Bielema was asked about the redshirt freshmen with top winters that might catch some eyes in spring drills. He pointed to running back Juan Day, perhaps getting a few more snaps early as Alex Collins recovers from an appendectomy.
“You know, I think in particular on the offensive side of the ball, without a doubt I think everybody’s really looking to see what J-Day can do, what Juan Day can do at running back," Bielema said. "Because obviously we’ve got two good ones, but, you know, I’ve always felt that we’ve been able to rotate three running backs through our program in the fall very, very well.
"So, J-Day has got an excellent opportunity to come in and I doubt he can overtake J-Will, but if Alex misses too much time, he’s a guy that can push for a spot I think without a doubt."
There are others.
"Tyler Colquitt at the fullback position is another guy that’s really exciting," Bielema said. "Jack Krauss at tight end has trimmed down from about 255 down to 235-240, looks really good.

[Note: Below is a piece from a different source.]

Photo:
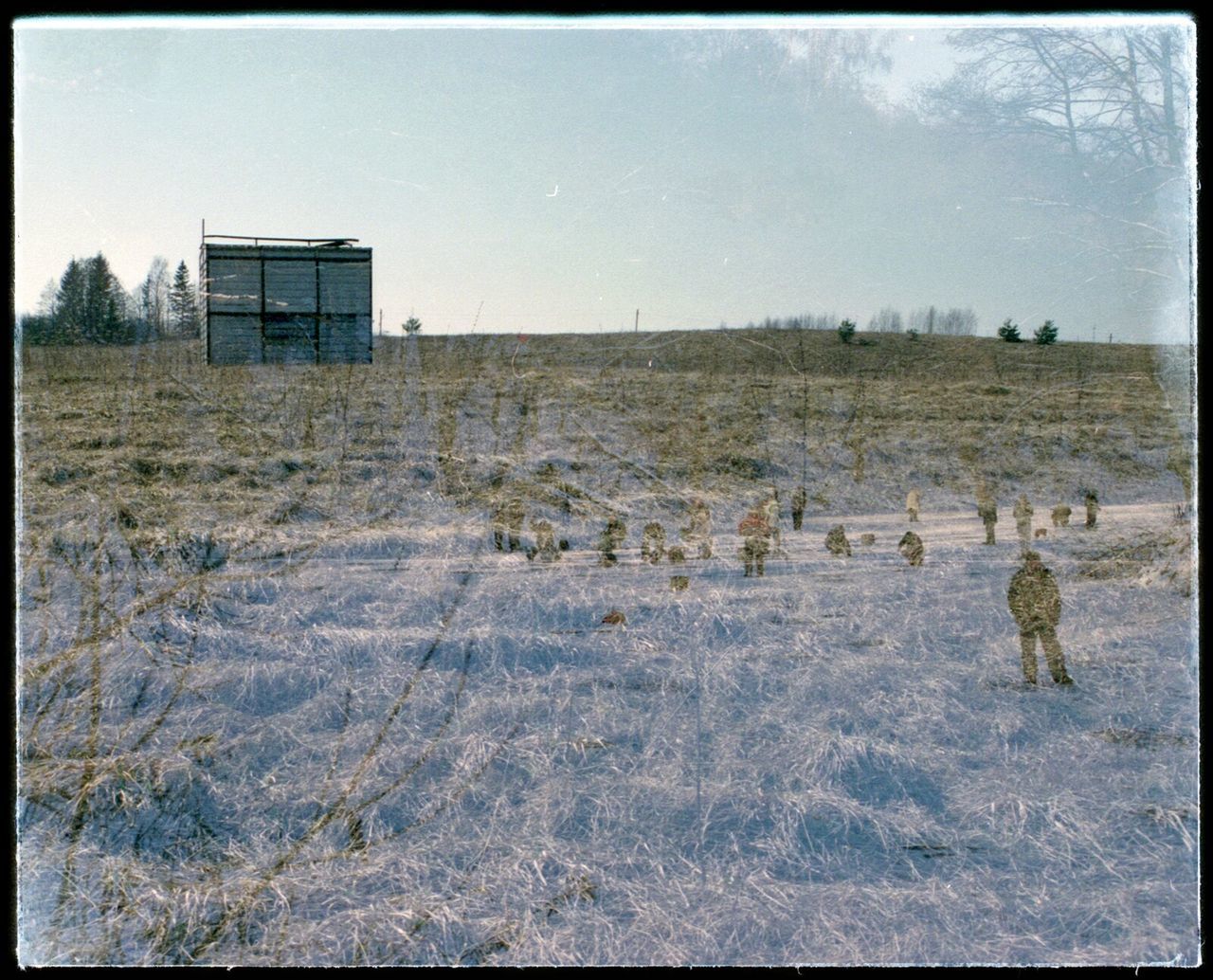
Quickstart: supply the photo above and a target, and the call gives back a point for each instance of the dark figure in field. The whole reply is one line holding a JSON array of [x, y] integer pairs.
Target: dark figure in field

JoJo, if he’s out there, at times has looked good.
"On the defensive side of the ball, Santos Ramirez is probably the most intriguing guy, just because he almost played for us and he can play. He’s very physical, he’s very athletic, he can run. And then I think at the defensive line position, too, just a guy like Jake Hall is just a try hard, work, effort, he’s gone from like 225 to 265, looks like a different human being and excited to get him out there.”